Patty Jenkins allait-elle savoir aligner sa mise en scène à une grosse machine comme celle-ci ? La réponse est affirmative. Comme un véhicule qu'on passerait au contrôle technique, la cinéaste passe tous les tests avec succès, non parce qu'elle est une femme se hissant au niveau des hommes habituellement à la barre de ce genre de films, mais parce qu'elle a su y insuffler sa sensibilité et un sens du grand spectacle épatants. Quand il s'agit de poser l'action et d'en exposer les enjeux, elle le fait avec fluidité, quand il faut envoyer du bois et en mettre plein la vue dans des séquences de combat chorégraphiées et des explosions pétaradantes, elle est là. Wonder Woman est un divertissement intelligent et qui en donne pour son argent, glissant quelques messages subtils sur le féminisme, l'héroïsme, le choc des civilisations, l'expérience de la guerre, le sacrifice, l'isolationnisme et la lâcheté, avec l'art et la manière, sans être professoral mais avec pertinence et naturel.

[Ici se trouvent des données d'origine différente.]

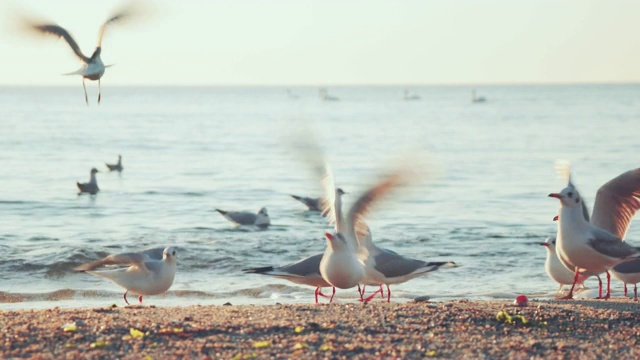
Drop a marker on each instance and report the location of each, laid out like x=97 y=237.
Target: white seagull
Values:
x=586 y=246
x=116 y=167
x=261 y=219
x=93 y=68
x=554 y=268
x=146 y=274
x=304 y=272
x=90 y=187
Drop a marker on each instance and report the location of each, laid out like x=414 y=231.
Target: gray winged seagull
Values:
x=303 y=272
x=591 y=247
x=260 y=219
x=146 y=273
x=90 y=187
x=92 y=67
x=117 y=166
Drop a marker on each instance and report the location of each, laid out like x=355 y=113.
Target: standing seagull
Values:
x=116 y=167
x=93 y=68
x=554 y=268
x=92 y=186
x=304 y=272
x=145 y=274
x=586 y=246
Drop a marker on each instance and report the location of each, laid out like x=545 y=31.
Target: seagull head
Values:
x=170 y=253
x=569 y=196
x=336 y=241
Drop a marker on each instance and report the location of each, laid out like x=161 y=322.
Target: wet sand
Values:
x=457 y=329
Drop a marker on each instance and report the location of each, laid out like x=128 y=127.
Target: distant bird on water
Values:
x=93 y=68
x=90 y=187
x=261 y=219
x=116 y=167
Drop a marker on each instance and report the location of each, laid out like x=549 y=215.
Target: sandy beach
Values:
x=455 y=329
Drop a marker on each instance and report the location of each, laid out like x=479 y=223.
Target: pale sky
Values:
x=332 y=42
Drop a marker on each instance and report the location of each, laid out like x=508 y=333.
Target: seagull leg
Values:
x=86 y=98
x=608 y=295
x=570 y=295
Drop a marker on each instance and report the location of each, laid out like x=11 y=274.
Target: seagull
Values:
x=90 y=187
x=304 y=272
x=554 y=268
x=584 y=245
x=146 y=274
x=93 y=68
x=261 y=219
x=314 y=204
x=116 y=167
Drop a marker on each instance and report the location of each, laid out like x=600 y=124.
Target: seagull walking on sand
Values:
x=145 y=274
x=304 y=272
x=261 y=219
x=554 y=268
x=596 y=246
x=90 y=187
x=116 y=167
x=92 y=67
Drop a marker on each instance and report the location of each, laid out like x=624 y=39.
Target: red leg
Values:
x=570 y=295
x=608 y=295
x=86 y=99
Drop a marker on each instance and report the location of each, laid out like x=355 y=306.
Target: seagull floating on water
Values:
x=261 y=219
x=93 y=68
x=90 y=187
x=116 y=167
x=147 y=273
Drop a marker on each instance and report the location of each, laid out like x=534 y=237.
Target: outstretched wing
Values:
x=59 y=31
x=119 y=259
x=118 y=16
x=616 y=203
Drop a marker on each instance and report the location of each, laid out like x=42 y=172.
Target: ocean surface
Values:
x=482 y=201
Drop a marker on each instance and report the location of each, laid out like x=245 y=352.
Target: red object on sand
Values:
x=521 y=300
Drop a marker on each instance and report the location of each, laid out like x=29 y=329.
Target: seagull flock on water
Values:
x=585 y=245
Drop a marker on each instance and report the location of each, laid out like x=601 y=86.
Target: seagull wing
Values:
x=59 y=31
x=118 y=16
x=136 y=259
x=616 y=203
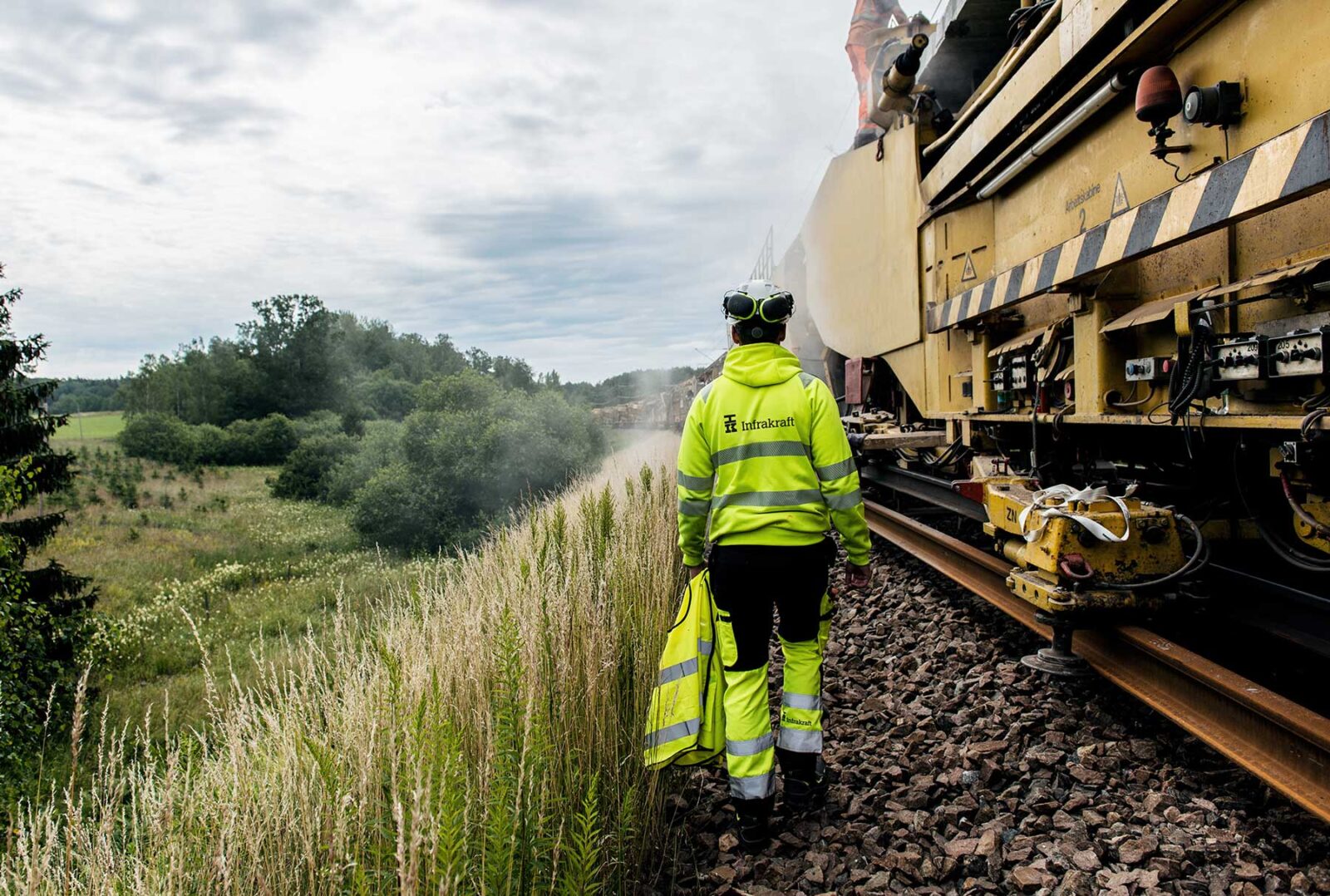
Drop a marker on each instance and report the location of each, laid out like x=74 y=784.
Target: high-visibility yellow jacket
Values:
x=685 y=723
x=765 y=457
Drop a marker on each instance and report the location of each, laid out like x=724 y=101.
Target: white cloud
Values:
x=575 y=182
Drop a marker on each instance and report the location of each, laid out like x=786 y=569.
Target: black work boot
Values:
x=805 y=780
x=805 y=793
x=755 y=823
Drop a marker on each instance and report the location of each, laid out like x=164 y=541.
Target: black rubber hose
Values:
x=1278 y=545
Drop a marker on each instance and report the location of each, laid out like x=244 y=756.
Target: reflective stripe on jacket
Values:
x=765 y=459
x=685 y=723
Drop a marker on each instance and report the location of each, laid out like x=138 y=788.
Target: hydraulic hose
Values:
x=1197 y=561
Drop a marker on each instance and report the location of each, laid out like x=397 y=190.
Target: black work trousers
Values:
x=751 y=583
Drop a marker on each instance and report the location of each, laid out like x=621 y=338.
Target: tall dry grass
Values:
x=478 y=736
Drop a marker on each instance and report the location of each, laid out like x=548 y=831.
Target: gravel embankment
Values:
x=957 y=770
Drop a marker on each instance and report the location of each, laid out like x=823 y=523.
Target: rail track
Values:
x=1278 y=741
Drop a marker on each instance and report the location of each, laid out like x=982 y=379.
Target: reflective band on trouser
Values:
x=801 y=697
x=797 y=741
x=673 y=733
x=749 y=747
x=753 y=787
x=801 y=701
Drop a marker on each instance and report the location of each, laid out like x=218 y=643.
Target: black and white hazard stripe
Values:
x=1280 y=170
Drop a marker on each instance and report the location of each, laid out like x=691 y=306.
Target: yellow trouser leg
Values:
x=749 y=749
x=801 y=698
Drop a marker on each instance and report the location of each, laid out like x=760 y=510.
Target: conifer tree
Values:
x=43 y=607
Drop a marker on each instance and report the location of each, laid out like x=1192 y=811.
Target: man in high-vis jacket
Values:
x=766 y=464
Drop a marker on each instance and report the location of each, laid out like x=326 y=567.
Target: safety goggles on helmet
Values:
x=775 y=308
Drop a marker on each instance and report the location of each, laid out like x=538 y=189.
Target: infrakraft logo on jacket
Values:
x=732 y=423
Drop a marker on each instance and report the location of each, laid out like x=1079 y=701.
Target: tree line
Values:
x=425 y=445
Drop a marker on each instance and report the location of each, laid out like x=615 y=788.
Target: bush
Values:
x=244 y=443
x=389 y=398
x=308 y=472
x=470 y=454
x=160 y=436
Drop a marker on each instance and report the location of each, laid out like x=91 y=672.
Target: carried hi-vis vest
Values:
x=765 y=457
x=685 y=725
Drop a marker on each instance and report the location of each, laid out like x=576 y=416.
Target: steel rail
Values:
x=1280 y=742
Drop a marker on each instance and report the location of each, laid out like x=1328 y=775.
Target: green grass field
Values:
x=195 y=570
x=90 y=427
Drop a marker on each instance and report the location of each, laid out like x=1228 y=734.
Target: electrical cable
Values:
x=1128 y=405
x=1320 y=528
x=1310 y=421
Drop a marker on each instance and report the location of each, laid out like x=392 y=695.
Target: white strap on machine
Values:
x=1055 y=500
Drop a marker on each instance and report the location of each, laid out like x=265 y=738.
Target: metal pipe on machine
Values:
x=1067 y=126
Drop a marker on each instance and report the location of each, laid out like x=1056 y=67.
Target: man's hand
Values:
x=858 y=577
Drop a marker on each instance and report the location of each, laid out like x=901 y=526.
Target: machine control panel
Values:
x=1012 y=374
x=1298 y=354
x=1021 y=374
x=1241 y=359
x=1148 y=370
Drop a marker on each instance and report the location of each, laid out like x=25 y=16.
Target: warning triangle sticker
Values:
x=1121 y=202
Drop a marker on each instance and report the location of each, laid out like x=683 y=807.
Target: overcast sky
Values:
x=569 y=181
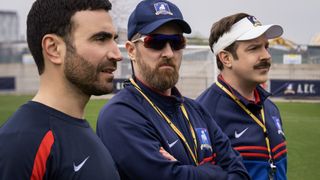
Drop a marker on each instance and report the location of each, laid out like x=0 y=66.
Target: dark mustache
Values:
x=107 y=64
x=263 y=64
x=168 y=62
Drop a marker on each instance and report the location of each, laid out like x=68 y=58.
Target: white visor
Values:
x=246 y=29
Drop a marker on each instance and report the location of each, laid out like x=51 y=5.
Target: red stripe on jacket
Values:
x=40 y=161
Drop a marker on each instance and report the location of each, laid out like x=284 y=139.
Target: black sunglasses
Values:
x=158 y=41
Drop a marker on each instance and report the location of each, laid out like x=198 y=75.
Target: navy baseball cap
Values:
x=151 y=14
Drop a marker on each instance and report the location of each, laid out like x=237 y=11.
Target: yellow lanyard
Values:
x=173 y=127
x=262 y=125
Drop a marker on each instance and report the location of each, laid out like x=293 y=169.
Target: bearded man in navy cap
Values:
x=151 y=130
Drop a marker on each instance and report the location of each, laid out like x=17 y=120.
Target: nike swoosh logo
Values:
x=173 y=143
x=237 y=135
x=78 y=167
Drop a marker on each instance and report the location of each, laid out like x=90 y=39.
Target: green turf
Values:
x=301 y=123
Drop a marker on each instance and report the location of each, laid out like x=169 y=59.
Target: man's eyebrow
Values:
x=104 y=34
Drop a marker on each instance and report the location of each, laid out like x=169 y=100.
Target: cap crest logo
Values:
x=162 y=8
x=254 y=21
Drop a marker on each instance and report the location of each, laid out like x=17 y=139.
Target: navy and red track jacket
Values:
x=245 y=134
x=134 y=132
x=39 y=142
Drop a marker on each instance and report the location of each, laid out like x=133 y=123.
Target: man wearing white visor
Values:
x=238 y=103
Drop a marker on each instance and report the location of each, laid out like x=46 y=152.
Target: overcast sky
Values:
x=299 y=18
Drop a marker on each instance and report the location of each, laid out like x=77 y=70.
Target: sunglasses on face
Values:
x=159 y=41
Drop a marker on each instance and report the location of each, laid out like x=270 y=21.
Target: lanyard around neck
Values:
x=173 y=127
x=261 y=124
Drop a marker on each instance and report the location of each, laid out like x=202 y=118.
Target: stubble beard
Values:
x=83 y=74
x=160 y=79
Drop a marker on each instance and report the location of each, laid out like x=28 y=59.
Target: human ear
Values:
x=53 y=48
x=131 y=50
x=226 y=58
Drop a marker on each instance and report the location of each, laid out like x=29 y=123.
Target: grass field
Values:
x=301 y=123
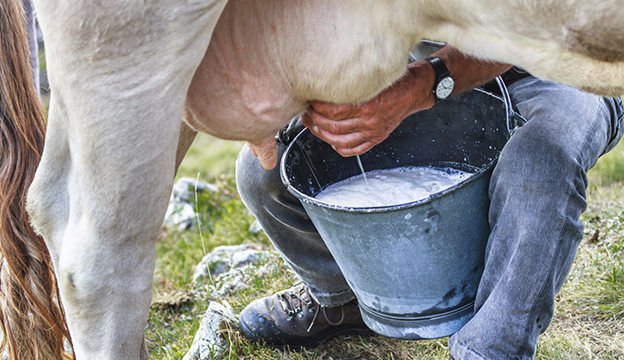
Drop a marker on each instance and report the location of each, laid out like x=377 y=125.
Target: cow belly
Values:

Dans cette aventure, qui ne ménage pas ses effets mais n'en abuse pas non plus, réservant de bonnes surprises narratives sans sombrer dans l'excès de twists, la distribution est impeccable : Chris Pine (pourtant un acteur objectivement moyen) est très bon en capitaine dont le romantisme est aussi bien sentimental qu'héroïque, soutenu notamment par l'excellent Saïd Taghmaoui. Les méchants sont campés avec conviction et sans cabotinage par Danny Huston, Elena Ayala et David Thewlis (qu'on n'attendait pourtant vraiment pas là - même s'il a déjà servi dans des blockbusters comme la saga Harry Potter). Et puis, surtout, il y a elle, elle Gal Gadot, d'une beauté à couper le souffle ("une oeuvre d'art" comme dit justement Sameer), d'un charisme insolent, et d'une justesse impressionnante : c'est un exercice délicat de jouer les déesses sans être ridicules dans un costume tel que celui de Wonder Woman, mais à chaque fois qu'elle apparaît, elle s'impose sans forcer, comme si le rôle, le film, ce genre n'attendaient qu'elle, comme si elle était taillé pour - façonnée telle Diana.

Finalement, la vraie injustice qui aura frappé Wonder Woman (peut-être à cause du désastre de Justice League ensuite), c'est que le film n'ait pas eu les honneurs de quelques citations aux Oscar (comme Logan d'ailleurs). Patty Jenkins et Gal Gadot n'auraient pas volé leurs chances. Mais peut-être n'est-ce que partie remise... En attendant, que DC et Warner, eux, n'oublient pas leur meilleure production : c'est vraiment ce maître-étalon-là qu'ils doivent adopter.